Attributed to Augustine in “Select Proverbs of All Nations” (1824) by “Thomas Fielding” (John Wade), p. 216, and later in the form “The World is a book, and those who do not travel read only a page”, as quoted in 20,000 Quips & Quotes (1995) by Evan Esar, p. 822; this has not been located in Augustine’s writings, and may be a variant translation of an expression found in Le Cosmopolite (1753) by Fougeret de Monbron: “The universe is a sort of book, whose first page one has read when one has seen only one’s own country.”

I found it suspect for two reasons (other than that I am congenitally suspicious):

  1. St. Augustine was not terribly well-travelled himself.
  2. It doesn’t sound like him. He didn’t use metaphors much.

Edit in September 2016

I saw this fauxtation used in an airport while I was on vacation, and in trying to locate the exact wording, I found a post that points a finger a little farther back, to John Feltham and his English Enchiridion, which says, “St. Augustine, when he speaks of the great advantages of travelling, says, that the world is a great book, and none study this book so much as a traveler. They that never stir from their home read only one page of this book.”

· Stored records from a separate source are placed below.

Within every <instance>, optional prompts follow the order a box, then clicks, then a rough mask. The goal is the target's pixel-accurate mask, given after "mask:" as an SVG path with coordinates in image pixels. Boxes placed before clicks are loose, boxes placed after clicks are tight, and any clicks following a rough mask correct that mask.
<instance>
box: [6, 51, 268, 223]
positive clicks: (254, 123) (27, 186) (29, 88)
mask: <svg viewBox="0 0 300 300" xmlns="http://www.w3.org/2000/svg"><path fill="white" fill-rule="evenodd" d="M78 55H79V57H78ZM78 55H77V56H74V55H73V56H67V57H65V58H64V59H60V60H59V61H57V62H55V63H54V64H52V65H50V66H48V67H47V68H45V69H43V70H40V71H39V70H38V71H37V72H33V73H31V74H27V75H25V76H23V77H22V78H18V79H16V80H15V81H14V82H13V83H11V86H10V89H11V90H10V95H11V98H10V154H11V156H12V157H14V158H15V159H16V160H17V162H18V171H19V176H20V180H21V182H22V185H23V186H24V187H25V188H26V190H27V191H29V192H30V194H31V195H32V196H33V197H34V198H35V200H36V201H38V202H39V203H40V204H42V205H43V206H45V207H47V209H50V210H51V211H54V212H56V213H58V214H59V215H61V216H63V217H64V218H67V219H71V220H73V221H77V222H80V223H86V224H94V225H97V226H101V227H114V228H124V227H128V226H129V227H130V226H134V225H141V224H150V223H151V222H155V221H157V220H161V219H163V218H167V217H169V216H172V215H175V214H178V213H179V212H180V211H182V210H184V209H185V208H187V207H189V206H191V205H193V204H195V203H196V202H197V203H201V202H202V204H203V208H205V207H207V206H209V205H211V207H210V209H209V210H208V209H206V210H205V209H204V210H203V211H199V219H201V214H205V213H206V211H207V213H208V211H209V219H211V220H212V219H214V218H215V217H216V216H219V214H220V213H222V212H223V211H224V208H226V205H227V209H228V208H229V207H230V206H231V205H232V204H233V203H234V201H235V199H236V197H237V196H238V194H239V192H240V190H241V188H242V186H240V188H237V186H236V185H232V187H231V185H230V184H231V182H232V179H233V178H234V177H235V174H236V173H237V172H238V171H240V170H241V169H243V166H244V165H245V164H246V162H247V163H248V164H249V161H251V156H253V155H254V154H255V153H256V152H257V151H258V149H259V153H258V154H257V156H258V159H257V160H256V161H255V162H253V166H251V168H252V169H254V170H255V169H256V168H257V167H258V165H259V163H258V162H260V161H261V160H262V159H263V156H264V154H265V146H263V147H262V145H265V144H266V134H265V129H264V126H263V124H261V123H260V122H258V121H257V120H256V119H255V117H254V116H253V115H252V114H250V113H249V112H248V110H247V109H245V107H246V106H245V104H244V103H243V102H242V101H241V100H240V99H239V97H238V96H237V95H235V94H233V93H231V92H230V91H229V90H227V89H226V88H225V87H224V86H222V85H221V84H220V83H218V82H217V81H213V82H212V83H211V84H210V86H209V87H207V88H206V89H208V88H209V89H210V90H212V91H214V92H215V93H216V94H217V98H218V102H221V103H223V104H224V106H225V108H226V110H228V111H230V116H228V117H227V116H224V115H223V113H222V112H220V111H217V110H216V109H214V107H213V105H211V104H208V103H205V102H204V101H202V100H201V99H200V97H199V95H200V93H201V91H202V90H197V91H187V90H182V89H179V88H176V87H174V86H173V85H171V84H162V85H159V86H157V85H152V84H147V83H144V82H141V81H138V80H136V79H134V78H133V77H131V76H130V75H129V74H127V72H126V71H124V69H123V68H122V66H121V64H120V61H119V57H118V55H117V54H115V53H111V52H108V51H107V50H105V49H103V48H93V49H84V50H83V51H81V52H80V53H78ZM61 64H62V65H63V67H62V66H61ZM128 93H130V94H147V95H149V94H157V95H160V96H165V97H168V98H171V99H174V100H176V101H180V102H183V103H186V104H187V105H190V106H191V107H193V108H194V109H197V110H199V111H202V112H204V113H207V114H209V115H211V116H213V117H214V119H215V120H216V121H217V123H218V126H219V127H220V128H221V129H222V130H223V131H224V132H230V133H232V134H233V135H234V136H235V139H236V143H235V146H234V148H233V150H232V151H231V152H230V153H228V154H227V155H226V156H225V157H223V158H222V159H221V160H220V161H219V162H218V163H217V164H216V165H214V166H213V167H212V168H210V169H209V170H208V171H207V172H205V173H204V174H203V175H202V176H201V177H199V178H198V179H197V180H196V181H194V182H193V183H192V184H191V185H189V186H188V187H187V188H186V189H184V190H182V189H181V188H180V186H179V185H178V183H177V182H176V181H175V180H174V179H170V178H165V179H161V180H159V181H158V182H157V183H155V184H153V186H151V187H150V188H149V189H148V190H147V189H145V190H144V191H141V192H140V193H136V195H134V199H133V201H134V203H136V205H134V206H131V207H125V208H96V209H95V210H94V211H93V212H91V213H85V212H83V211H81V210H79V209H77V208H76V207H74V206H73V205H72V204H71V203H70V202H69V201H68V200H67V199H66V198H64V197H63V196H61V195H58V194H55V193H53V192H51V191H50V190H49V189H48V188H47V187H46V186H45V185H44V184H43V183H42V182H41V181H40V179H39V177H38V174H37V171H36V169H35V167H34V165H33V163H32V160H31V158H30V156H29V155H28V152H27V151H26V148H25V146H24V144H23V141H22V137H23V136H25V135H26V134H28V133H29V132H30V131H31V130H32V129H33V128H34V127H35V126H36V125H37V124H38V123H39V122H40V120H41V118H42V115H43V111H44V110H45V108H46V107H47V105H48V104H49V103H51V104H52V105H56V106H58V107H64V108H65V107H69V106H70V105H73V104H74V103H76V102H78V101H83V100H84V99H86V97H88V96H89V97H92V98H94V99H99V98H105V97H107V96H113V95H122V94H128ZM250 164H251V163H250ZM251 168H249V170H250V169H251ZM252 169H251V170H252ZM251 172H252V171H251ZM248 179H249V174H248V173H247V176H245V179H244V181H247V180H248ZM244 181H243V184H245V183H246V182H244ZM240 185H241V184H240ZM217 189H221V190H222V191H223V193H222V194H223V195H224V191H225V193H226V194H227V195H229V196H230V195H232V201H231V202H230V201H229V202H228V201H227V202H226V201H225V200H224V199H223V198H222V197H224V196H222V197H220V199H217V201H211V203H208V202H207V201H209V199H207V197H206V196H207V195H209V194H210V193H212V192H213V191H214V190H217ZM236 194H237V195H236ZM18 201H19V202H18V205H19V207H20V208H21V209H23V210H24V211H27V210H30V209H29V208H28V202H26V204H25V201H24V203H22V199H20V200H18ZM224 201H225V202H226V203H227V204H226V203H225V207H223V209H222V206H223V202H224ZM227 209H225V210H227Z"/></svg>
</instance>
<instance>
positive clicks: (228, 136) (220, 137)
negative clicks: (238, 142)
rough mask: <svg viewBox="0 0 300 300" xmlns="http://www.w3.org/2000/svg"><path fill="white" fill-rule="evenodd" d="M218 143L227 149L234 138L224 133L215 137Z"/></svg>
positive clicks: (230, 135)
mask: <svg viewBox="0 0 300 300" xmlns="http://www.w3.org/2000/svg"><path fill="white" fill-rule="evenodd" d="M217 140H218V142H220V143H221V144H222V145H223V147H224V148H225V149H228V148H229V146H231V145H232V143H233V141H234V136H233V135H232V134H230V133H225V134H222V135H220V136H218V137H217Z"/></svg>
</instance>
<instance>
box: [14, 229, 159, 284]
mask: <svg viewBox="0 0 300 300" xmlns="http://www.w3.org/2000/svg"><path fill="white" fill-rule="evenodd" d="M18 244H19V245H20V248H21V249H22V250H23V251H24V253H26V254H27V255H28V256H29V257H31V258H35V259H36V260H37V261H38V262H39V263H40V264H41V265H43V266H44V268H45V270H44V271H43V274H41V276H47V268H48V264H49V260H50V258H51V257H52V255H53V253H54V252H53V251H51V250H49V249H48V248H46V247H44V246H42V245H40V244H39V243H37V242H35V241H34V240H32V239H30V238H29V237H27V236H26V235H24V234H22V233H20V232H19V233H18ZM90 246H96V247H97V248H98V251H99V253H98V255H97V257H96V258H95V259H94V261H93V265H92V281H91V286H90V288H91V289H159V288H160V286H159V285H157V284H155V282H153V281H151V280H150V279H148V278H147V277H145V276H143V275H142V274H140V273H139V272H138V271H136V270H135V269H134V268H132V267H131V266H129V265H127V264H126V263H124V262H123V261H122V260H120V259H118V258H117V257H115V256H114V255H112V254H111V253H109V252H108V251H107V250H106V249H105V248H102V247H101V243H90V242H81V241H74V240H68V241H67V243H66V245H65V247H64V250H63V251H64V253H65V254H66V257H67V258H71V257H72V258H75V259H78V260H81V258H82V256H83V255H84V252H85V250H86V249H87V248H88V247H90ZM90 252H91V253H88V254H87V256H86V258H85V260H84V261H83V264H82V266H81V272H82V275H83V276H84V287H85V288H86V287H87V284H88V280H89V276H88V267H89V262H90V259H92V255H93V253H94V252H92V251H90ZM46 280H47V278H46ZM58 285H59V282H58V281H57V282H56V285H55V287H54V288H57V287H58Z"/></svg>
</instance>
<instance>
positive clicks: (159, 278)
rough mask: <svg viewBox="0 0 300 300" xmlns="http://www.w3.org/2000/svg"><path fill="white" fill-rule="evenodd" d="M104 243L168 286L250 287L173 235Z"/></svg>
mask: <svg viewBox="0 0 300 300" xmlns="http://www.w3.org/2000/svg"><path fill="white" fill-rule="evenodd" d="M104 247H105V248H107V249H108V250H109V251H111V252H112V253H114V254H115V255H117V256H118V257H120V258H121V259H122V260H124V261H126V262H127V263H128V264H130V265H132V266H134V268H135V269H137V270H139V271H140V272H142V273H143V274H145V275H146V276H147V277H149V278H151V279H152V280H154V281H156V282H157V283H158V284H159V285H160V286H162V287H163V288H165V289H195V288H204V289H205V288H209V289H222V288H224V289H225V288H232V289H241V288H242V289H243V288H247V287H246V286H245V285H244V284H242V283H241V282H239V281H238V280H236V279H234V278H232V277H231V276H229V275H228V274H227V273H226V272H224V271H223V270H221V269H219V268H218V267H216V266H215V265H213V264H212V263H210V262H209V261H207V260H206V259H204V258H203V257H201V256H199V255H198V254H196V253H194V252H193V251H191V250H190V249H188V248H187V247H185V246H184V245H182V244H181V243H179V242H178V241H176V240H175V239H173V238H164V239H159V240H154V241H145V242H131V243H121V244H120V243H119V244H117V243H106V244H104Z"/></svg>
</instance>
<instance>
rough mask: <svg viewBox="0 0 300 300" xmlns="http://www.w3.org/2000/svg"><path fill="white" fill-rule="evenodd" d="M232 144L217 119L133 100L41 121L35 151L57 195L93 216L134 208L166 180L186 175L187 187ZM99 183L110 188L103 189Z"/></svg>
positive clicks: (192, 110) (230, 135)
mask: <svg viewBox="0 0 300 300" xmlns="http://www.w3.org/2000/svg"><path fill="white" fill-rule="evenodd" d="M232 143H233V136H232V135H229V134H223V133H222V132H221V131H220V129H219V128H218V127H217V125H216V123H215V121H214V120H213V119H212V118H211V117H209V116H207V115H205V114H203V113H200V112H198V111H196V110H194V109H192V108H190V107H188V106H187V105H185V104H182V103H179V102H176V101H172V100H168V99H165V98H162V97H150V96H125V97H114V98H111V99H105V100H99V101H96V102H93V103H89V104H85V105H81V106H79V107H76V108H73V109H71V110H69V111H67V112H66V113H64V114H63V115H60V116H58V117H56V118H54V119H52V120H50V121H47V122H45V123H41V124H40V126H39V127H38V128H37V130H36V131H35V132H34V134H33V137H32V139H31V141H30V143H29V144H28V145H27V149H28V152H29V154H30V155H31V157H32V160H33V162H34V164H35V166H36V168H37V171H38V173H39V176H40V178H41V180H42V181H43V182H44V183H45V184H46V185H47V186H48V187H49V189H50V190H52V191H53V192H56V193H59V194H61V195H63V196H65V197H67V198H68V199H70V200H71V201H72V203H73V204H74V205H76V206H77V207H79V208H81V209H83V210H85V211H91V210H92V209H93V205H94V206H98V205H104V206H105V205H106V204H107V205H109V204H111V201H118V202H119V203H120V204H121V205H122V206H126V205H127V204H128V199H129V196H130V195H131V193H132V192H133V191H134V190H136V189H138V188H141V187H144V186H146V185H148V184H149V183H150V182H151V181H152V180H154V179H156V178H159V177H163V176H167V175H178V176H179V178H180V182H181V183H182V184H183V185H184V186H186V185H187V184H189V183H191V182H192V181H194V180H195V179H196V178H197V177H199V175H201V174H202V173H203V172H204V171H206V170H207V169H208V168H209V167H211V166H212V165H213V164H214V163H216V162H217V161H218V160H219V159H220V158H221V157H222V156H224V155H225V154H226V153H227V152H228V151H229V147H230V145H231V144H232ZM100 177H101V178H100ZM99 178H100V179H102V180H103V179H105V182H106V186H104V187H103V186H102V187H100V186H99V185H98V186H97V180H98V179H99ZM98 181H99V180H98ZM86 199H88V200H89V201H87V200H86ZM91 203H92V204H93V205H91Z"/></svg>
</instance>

According to that post, St. Augustine does mention the “book of the world” several times:

Letter 43: Maior liber noster orbis terrarum est; in eo lego completum, quod in libro dei lego promissum: Our great book is the entire world; What I read as promised in the book of God I read fulfilled in it [the world].
= The world is our greater book; what was promised in the book of God, I read in the world as fulfilled.

Enarrationes in Psalmos (Psalm 45):
Liber tibi sit pagina diuina, ut haec audias; liber tibi sit orbis terrarum, ut haec uideas. in istis codicibus non ea legunt, nisi qui litteras nouerunt; in toto mundo legat et idiotaLet the sacred page be a book for you so that you may hear these things; let the world be a book for you so that you may seem them. In the codexes [books] no one can read them except those who have learned their letters, but even an idiot [unlettered person; I don’t think St. Augustine meant this in a modern pejorative sense] reads them in the whole world.